Unwittingly getting into the wrong line
one day gave her a chance to see St. Peter’s Basilica and have an
informational meeting with a Vatican priest and a Swiss guard. Unfortunately, the Pope was away.

Maifeld said she is available to do
slide-show presentations and talk about her trip “to give back to
the community.”

tkarkos@sunjournal.com

Fifteen-year-old Mountain Valley High School sophomore Rebecca Maifeld, right, of Rumford Center, stands with one of her People to People Ambassador friends from Maryland in front of Rome’s Coliseum during this summer’s educational and community service trip to Europe. Seeing the Coliseum up close, Maifeld said, was one of her favorite parts of the trip because she wants to become an architect and design buildings.

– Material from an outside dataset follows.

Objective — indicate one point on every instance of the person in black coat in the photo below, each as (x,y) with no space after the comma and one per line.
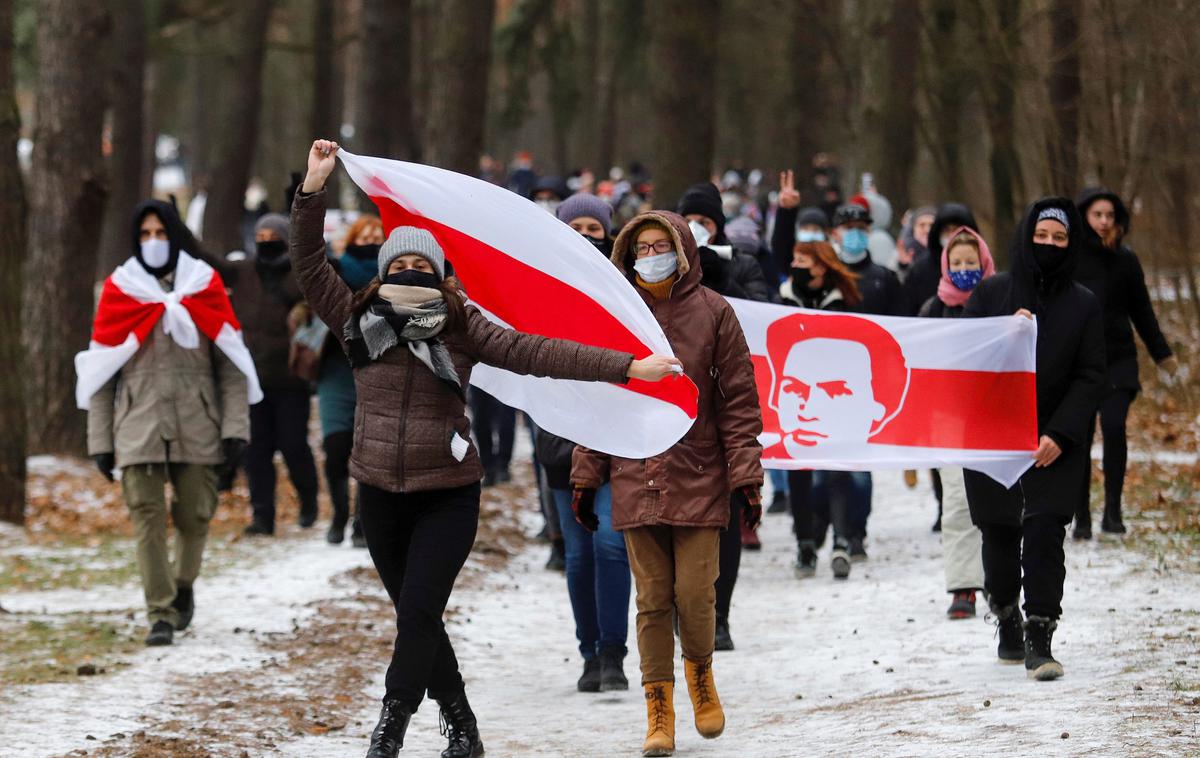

Rebecca Maifeld, 15, of Rumford Center, stands in front of the Parthenon in Athens, Greece, while on a three-week educational and community service trip to Europe through the People to People Ambassador Program.

Rebecca Maifeld, 15, of Rumford Center displays two of the paintings she bought last month in Rome while participating in the People to People Ambassador Program. At left is the Trevi Fountain; the smaller painting is St. Peter’s Basilica.